Consumers are increasingly having difficulty understanding the differentiating features of leading brands. The marketplace is more cluttered than ever, and meaningful innovation is harder, costlier and riskier. In the eyes of consumers, shelves are filled with look-alikes, leaving the door wide open for “disruptor” brands to storm in and grab market share.
The evidence about this is clear. The WPP/Kantar Millward Brown BrandZ study of leading brands in all categories shows that the average rating of clarity about a brand’s value proposition is down by one-third since 2008, when the financial crisis began.
This isn’t surprising. The aggregate number of ads tracked by Kantar Media is up 120% since 2008, while the time consumers spend with all media, as tracked by eMarketer, is up only 17.5%. Marketers are outstripping the capacity of consumers to keep up by nearly seven-fold.
Add to this the deteriorating landscape of innovation. Stanford University researchers published an analysis recently that looked at the productivity rate of invention since 1980 across 15,000+ firms of all types and sizes. It takes more researchers and more R&D investment than ever to generate a single good idea. In aggregate, research productivity is falling in half every 13 years, which means that to stay even — much less get ahead — research effort must double every 13 years. It’s like the Red Queen in “Alice in Wonderland” running as fast as she can simply to remain in place. Brands are hard-pressed to afford the increasing price of innovative differentiation.
As a result, most of the innovation that big companies are doing is incremental. It’s business as usual, only with more fingers crossed.
Business leaders are acutely aware of these challenges. Topline growth is flatlining; the U.S. economy is mired at well under three percent annual GDP growth; pressure is mounting from activist investors to squeeze costs to boost bottom-lines.
‘Normal’ isn’t coming back
Companies are hunkering down, waiting for the storm to pass so they can go back to normal. But there is no going back to normal. Normal doesn’t exist anymore. The only way forward for established brands is to make bolder bets that take on disruptors by being disruptive themselves.
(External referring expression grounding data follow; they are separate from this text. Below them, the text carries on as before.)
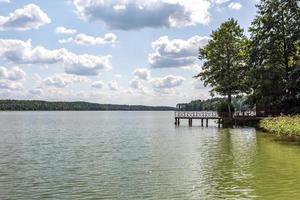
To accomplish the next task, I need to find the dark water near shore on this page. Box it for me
[1,111,300,199]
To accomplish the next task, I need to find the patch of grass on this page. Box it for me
[260,116,300,137]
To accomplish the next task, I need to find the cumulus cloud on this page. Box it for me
[0,80,24,91]
[58,37,73,44]
[108,80,118,91]
[148,35,209,68]
[55,26,77,34]
[212,0,230,5]
[114,74,122,78]
[228,2,242,10]
[43,74,88,88]
[72,0,211,30]
[0,0,10,3]
[0,66,26,94]
[29,88,43,96]
[59,33,117,46]
[152,75,185,89]
[133,68,151,80]
[0,66,26,81]
[192,79,205,89]
[0,39,112,76]
[91,80,104,88]
[129,78,142,90]
[0,4,51,31]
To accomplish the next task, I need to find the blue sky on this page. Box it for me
[0,0,257,106]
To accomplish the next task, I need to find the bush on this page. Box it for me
[260,116,300,137]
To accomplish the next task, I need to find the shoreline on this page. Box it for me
[259,116,300,141]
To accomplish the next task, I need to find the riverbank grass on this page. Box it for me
[260,116,300,137]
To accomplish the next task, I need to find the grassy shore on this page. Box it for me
[260,116,300,137]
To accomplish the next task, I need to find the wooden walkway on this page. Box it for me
[175,111,258,127]
[175,111,222,127]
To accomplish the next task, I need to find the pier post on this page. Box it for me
[218,119,221,128]
[201,119,203,127]
[206,119,208,127]
[175,118,180,126]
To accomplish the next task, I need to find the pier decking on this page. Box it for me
[175,111,258,127]
[175,111,221,127]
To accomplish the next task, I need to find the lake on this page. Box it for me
[0,111,300,199]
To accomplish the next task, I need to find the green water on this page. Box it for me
[0,111,300,199]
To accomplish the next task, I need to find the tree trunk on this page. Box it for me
[228,92,232,118]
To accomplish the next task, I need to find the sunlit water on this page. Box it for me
[1,111,300,199]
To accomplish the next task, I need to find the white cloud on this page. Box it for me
[108,80,118,91]
[43,74,88,88]
[29,88,43,96]
[228,2,242,10]
[129,68,151,92]
[73,0,211,30]
[60,33,117,46]
[0,80,24,91]
[114,74,122,78]
[152,75,185,88]
[133,68,151,80]
[0,66,26,81]
[129,78,142,90]
[192,79,205,90]
[58,37,73,44]
[91,80,104,88]
[0,39,112,76]
[55,26,77,34]
[0,4,51,31]
[0,66,26,93]
[213,0,230,5]
[0,0,10,3]
[149,35,209,68]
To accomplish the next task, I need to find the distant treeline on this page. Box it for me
[180,97,252,111]
[0,100,176,111]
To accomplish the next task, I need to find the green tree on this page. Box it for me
[195,19,250,117]
[248,0,300,113]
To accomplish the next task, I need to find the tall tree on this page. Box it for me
[195,19,250,116]
[249,0,300,113]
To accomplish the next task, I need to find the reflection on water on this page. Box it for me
[0,111,300,199]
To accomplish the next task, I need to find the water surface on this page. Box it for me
[0,111,300,199]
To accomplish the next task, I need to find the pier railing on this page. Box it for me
[174,110,258,127]
[175,111,220,119]
[233,111,256,117]
[175,111,257,118]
Amazon is everybody’s favorite example nowadays, with good reason. Unlike retailers of old, Amazon is using a new business model to take the ownership of customer relationships away from brands.
For brands to compete against an Amazon-like attack, they have to innovate through new business models, not new products.
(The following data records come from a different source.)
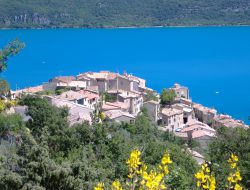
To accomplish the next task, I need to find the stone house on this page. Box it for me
[193,103,217,126]
[170,83,189,99]
[46,96,94,126]
[161,107,183,131]
[117,90,143,115]
[104,110,135,123]
[102,101,130,112]
[144,100,160,122]
[172,103,193,124]
[57,90,99,109]
[43,76,86,91]
[212,114,248,129]
[181,119,216,149]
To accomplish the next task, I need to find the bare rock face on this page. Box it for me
[1,13,51,27]
[0,13,72,28]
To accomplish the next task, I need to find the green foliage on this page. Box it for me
[0,79,10,96]
[144,90,159,102]
[0,113,24,137]
[0,39,25,72]
[160,88,176,106]
[0,95,199,189]
[208,126,250,189]
[102,92,116,102]
[0,0,250,28]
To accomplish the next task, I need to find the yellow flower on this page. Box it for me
[195,163,216,190]
[94,182,104,190]
[112,180,122,190]
[142,170,166,190]
[234,184,243,190]
[161,152,172,165]
[231,154,239,162]
[230,163,237,169]
[137,163,147,175]
[227,154,243,190]
[235,170,242,181]
[127,149,142,172]
[209,176,216,190]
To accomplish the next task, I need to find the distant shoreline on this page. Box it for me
[1,24,250,30]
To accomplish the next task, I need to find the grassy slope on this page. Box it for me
[0,0,250,28]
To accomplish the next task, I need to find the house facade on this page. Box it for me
[144,100,160,122]
[161,107,184,131]
[170,83,189,99]
[193,103,217,126]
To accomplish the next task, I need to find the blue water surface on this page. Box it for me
[0,27,249,123]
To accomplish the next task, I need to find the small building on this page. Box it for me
[43,76,86,91]
[172,103,193,124]
[117,90,143,115]
[144,100,160,122]
[212,114,248,129]
[170,83,189,99]
[104,110,135,123]
[77,71,147,94]
[77,90,99,109]
[57,90,98,109]
[46,96,93,126]
[102,101,130,112]
[193,103,217,126]
[181,119,216,149]
[161,107,184,131]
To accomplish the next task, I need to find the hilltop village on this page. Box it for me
[9,71,248,162]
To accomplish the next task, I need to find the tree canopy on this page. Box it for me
[0,39,25,72]
[208,126,250,189]
[0,95,199,190]
[160,88,176,106]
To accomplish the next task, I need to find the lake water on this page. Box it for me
[0,27,249,124]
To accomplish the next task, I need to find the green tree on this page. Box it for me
[0,79,10,97]
[209,126,250,188]
[160,88,176,106]
[0,39,25,72]
[144,89,159,102]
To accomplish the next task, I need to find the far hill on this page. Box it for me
[0,0,250,28]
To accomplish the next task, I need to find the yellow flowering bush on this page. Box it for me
[94,182,104,190]
[95,149,172,190]
[195,162,216,190]
[112,180,123,190]
[227,154,243,190]
[95,150,244,190]
[195,153,244,190]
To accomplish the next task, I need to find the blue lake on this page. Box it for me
[0,27,249,124]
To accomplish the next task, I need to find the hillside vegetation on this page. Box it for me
[0,0,250,28]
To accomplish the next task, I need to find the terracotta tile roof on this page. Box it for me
[162,108,183,117]
[57,90,84,101]
[193,103,217,114]
[182,123,215,133]
[191,130,215,139]
[102,101,129,111]
[52,76,76,83]
[214,114,248,128]
[78,90,99,100]
[104,110,135,120]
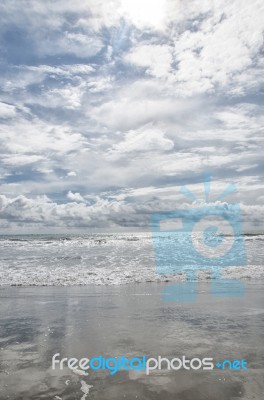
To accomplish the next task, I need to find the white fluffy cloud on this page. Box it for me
[0,186,263,232]
[124,44,173,78]
[67,191,85,203]
[0,102,17,118]
[171,0,264,95]
[108,124,174,159]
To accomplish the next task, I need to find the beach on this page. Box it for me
[0,282,263,400]
[1,0,264,398]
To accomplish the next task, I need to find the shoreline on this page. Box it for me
[0,277,263,287]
The future of consumption will see even bigger disruptions. For example, the use of algorithm-driven apps that advise consumers on what to buy, and how, are on a rapid growth curve, nudging, notifying and, more and more, deciding for consumers.
In the blink of an eye, marketers will find themselves advertising to algorithms not to people because only algorithms will be processing ads. This, too, will take new business models to compete.
The investment required for innovation is bigger than ever, so spending those monies on small bets for incremental improvements makes little financial sense, much less marketing sense. If big dollars have to be spent, then bolder bets should be made. Only bolder bets will stand out in today’s crowded, cutthroat marketplace.
Bolder bets don’t come in the form of models that have worked before. Bolder bets consist of the new business models that break out of stagnation — the status quo for incumbent companies across the board.
The imperative is clear: make bolder bets or watch the future of consumption pass you by.